Today’s newsletter is from Julie Hyman, anchor and correspondent at Yahoo Finance. Follow Julie on Twitter @juleshyman.

Who else is tired of talking about the Fed? Of course, the Federal Reserve and its fight against inflation through higher interest rates are vital. But I need a break.

So, on to another crucial question: are no-commission brokers ripping you off?

The Securities and Exchange Commission apparently decides not — or at least the SEC isn’t going to do anything about it, even if they are. Bloomberg reports that the agency has decided not to ban payment for the order flow, known as PFOF. That’s a practice where brokers process customers’ transactions through wholesalers, in a way that critics say saddles individual traders with hidden fees.

The argument against PFOF is that the practice creates a conflict, because in theory brokers should aim to make money for their clients – not market makers like Citadel Securities. In reality, it’s hard to find many who are in favor of a blanket ban on PFOF, aside from meme-stock aficionados who populate Twitter and Reddit. Rather than ban PFOF, the SEC would be wise to focus on price transparency and require brokers to execute trades at the best possible price at the time.

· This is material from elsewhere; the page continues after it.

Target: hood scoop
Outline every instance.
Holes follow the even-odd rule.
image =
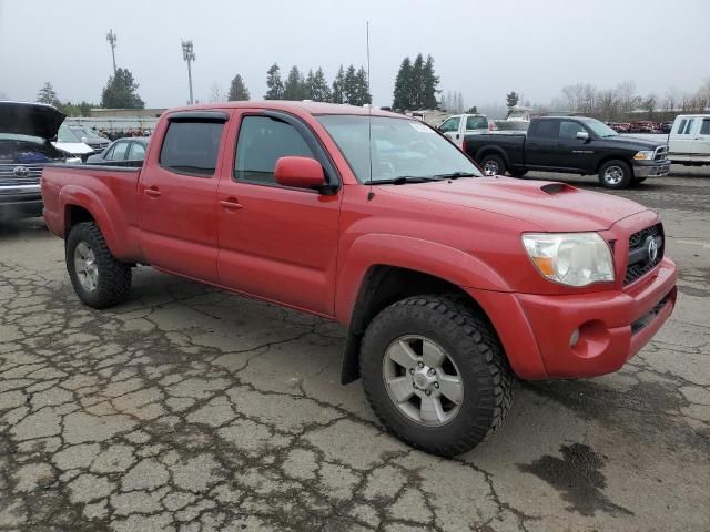
[[[576,188],[567,183],[547,183],[546,185],[540,186],[540,191],[545,194],[554,196],[555,194],[562,194],[565,192],[577,192],[579,188]]]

Read:Ray Dalio says stocks, bonds have further to fall, sees U.S. recession in 2023

“The SEC need not prohibit payment for order flow or other specific anti-investor, conflict-ridden market practices if it requires best execution to be the best price available at the time order characteristics and market conditions are given,” Dennis Kelleher, head of the advocacy group Better Markets, Yahoo Finance told Yahoo Finance in an email: “If it does, the SEC won’t be kidding an industry that is relentless in creating new wealth-winning practices that violate yesterday’s rules and regulations.” need new rules tomorrow.”

A critical income stream for commission-free brokers

In a PFOF model, a commission-free brokerage such as Robinhood or Schwab processes an investor’s order for a stock purchase and passes it on to a wholesaler, such as Citadel Securities or Virtu Americas. These market makers then execute the trade and pay brokerage firms to route the trade through them.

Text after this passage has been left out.